Ci si muove contrariamente ad un destino che sembra essere piegato ad una società che ci abbia abituati a uno stile di vita contratto: mercificazione e velocità di logoramento consumano in fretta il tempo, lo spazio e le relazioni.

Carmela De Falco, "Gesture Repetition", 2022 | Foto tratta dal volume di Artribune
Carmela De Falco, “Gesture Repetition”, 2022 | Foto tratta dal volume di Artribune

Nuove sfide per un nuovo mondo

La stessa precarietà che lo spettatore può percepire dalle opere di Carmela De Falco, contraddistingue l’essere artista oggi.

Doppi lavori come progetti troppo importanti da sostenere fisicamente ed economicamente: sono queste solo due delle tante condizioni da considerare, almeno in Italia.

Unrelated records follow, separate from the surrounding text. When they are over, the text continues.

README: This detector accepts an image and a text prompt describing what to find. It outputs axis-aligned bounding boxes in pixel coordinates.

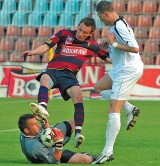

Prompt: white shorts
[108,71,143,100]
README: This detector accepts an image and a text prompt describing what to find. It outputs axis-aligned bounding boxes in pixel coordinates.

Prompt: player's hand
[50,128,64,150]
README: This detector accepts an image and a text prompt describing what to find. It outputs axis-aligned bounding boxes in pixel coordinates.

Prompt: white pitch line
[0,129,19,133]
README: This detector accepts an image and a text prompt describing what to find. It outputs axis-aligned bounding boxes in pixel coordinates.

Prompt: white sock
[102,113,121,156]
[99,90,134,114]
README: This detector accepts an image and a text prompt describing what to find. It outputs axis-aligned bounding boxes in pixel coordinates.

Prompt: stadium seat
[142,0,157,14]
[138,15,153,27]
[153,15,160,27]
[43,12,57,28]
[12,12,26,27]
[123,15,138,28]
[53,26,65,34]
[2,0,16,13]
[58,13,73,28]
[127,0,142,14]
[80,0,95,16]
[0,37,14,53]
[22,25,36,40]
[0,51,8,62]
[134,27,148,39]
[149,27,160,39]
[0,26,5,38]
[18,0,32,13]
[74,13,88,27]
[0,11,11,28]
[33,0,48,14]
[144,39,160,55]
[38,26,53,40]
[15,38,30,53]
[113,0,127,14]
[93,14,105,29]
[49,0,63,14]
[141,54,154,65]
[6,25,20,39]
[101,26,109,39]
[28,12,42,28]
[64,0,79,14]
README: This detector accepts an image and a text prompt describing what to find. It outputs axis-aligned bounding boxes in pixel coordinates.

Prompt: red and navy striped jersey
[45,29,109,71]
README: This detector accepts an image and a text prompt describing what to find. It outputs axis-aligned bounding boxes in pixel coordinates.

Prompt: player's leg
[99,90,140,130]
[30,74,54,119]
[67,86,85,148]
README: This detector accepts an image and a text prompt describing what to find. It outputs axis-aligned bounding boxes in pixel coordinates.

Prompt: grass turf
[0,98,160,166]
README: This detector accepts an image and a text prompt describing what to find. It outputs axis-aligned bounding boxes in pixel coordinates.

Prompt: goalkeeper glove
[50,128,64,150]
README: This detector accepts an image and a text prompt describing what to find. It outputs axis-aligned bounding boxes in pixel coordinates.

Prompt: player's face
[98,12,110,26]
[76,22,93,41]
[25,118,40,136]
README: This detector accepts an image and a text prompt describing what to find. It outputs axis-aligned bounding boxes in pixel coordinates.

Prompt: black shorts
[36,69,79,101]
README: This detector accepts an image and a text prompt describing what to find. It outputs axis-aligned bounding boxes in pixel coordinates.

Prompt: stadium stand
[49,0,64,14]
[127,0,142,14]
[0,0,160,65]
[43,12,58,28]
[6,25,21,39]
[12,11,27,27]
[21,25,37,40]
[18,0,32,14]
[2,0,17,13]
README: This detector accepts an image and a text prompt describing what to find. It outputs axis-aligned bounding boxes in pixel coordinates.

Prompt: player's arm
[21,44,50,57]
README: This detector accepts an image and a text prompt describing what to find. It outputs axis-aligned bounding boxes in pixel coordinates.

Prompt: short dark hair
[96,0,114,13]
[78,17,96,32]
[18,114,35,132]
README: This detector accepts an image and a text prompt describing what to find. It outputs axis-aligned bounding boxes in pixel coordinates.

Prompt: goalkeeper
[18,114,94,164]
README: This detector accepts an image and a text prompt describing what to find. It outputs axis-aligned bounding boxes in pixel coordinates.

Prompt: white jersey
[108,18,143,77]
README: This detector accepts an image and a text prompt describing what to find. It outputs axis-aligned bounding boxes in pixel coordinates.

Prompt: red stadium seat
[153,15,160,27]
[149,27,160,39]
[38,26,53,40]
[138,15,153,27]
[123,15,138,27]
[144,39,159,55]
[142,0,157,14]
[141,54,154,65]
[155,54,160,65]
[6,25,20,39]
[22,25,36,39]
[127,0,142,14]
[134,27,148,39]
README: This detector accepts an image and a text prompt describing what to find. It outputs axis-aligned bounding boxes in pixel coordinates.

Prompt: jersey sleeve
[32,144,59,164]
[115,20,139,48]
[44,30,62,48]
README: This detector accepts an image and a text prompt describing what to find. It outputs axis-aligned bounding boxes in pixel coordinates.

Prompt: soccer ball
[40,128,54,148]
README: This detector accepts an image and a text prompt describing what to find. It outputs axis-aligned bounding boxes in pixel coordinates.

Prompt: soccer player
[22,17,108,148]
[93,0,143,164]
[18,114,94,164]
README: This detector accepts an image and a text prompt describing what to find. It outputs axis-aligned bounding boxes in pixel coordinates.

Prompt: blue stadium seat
[74,13,88,27]
[12,12,26,27]
[49,0,63,14]
[28,12,43,28]
[80,0,95,15]
[58,13,73,28]
[2,0,16,13]
[33,0,48,14]
[64,0,79,14]
[43,12,57,27]
[0,11,11,27]
[18,0,32,13]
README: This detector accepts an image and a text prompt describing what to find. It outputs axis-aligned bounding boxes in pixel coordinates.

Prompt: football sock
[38,86,49,110]
[99,90,134,114]
[74,103,84,135]
[102,113,121,156]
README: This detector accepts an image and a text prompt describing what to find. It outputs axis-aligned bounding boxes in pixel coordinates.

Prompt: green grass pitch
[0,98,160,166]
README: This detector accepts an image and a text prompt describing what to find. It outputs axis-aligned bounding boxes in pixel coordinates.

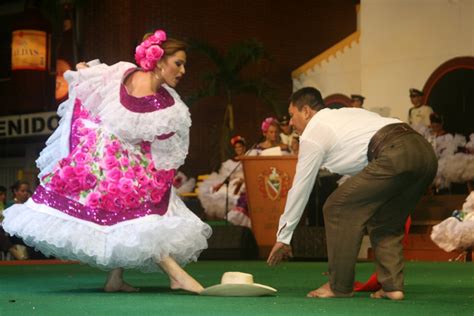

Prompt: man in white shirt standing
[267,87,437,300]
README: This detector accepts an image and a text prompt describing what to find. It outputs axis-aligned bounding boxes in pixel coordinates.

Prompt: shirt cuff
[277,224,293,245]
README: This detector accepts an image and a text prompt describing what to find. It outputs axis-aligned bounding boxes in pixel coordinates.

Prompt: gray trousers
[323,133,438,296]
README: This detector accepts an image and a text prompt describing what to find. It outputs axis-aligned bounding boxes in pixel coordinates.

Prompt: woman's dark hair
[143,33,188,57]
[10,180,30,194]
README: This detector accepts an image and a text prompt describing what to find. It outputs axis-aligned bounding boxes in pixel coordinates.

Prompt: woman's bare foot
[104,269,139,292]
[370,290,405,301]
[306,282,354,298]
[170,273,204,294]
[158,257,204,293]
[104,281,140,292]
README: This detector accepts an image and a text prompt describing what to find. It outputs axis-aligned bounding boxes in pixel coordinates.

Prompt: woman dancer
[3,30,211,292]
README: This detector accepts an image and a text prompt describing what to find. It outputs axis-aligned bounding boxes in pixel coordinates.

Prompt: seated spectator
[290,136,300,156]
[173,171,196,195]
[198,136,247,219]
[408,88,433,135]
[256,117,289,152]
[351,94,365,109]
[0,182,28,260]
[424,113,470,194]
[278,115,297,148]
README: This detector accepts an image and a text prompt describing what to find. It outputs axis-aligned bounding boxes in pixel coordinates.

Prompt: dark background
[0,0,358,176]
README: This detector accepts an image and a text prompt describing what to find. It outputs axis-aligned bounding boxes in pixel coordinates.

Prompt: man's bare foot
[370,290,405,301]
[306,282,353,298]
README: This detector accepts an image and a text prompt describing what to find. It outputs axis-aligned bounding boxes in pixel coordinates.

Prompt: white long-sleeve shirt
[277,108,401,244]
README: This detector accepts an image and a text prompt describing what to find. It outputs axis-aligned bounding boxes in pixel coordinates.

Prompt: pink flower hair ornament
[261,117,278,134]
[135,30,166,71]
[230,135,247,146]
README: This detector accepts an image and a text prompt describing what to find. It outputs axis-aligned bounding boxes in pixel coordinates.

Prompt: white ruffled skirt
[2,191,212,272]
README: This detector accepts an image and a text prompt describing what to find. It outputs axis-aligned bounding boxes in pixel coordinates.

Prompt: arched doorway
[423,57,474,136]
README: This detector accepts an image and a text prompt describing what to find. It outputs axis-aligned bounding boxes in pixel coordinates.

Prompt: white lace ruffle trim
[66,62,191,169]
[3,197,211,272]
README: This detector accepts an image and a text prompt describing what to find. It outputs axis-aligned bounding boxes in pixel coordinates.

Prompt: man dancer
[267,87,437,300]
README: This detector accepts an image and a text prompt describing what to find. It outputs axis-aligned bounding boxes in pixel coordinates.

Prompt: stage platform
[0,260,474,316]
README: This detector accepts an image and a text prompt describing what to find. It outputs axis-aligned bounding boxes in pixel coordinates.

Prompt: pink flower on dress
[113,196,124,211]
[105,167,122,182]
[146,161,157,174]
[137,174,150,186]
[59,157,71,167]
[100,194,115,212]
[60,166,76,179]
[118,178,133,194]
[132,164,145,177]
[67,178,82,195]
[105,139,120,156]
[145,45,164,64]
[74,151,92,164]
[83,173,97,190]
[124,169,135,179]
[150,189,164,203]
[101,156,119,170]
[86,192,101,208]
[74,164,90,177]
[99,180,109,192]
[120,156,130,167]
[125,192,140,208]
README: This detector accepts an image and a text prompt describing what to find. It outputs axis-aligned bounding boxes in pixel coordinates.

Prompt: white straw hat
[201,272,277,296]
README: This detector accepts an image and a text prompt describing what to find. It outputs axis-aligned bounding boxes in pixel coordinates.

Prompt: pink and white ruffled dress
[3,62,211,272]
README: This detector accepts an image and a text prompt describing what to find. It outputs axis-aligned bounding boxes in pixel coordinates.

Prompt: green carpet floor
[0,261,474,316]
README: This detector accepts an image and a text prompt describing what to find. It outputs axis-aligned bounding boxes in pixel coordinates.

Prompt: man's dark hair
[290,87,324,111]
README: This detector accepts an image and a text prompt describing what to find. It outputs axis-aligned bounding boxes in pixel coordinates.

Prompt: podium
[241,156,297,258]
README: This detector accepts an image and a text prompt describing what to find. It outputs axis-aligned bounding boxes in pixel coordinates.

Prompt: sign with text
[12,30,47,70]
[0,112,59,139]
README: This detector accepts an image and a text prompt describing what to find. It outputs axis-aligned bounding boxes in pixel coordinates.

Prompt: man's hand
[267,241,293,266]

Lavorare attraverso interventi minimi può far pensare che le opere siano meno “accattivanti”, proprio perché necessitano maggiore tempo e attenzione – azioni che facciamo sempre più fatica a sostenere – per essere comprese.

Vero anche che, “quando si hanno poche risorse, si attivano altre energie che, a volte, possono portare a dei risultati inaspettati.”

Abbiamo ancora tanto da imparare e Carmela De Falco ce lo insegna a modo suo.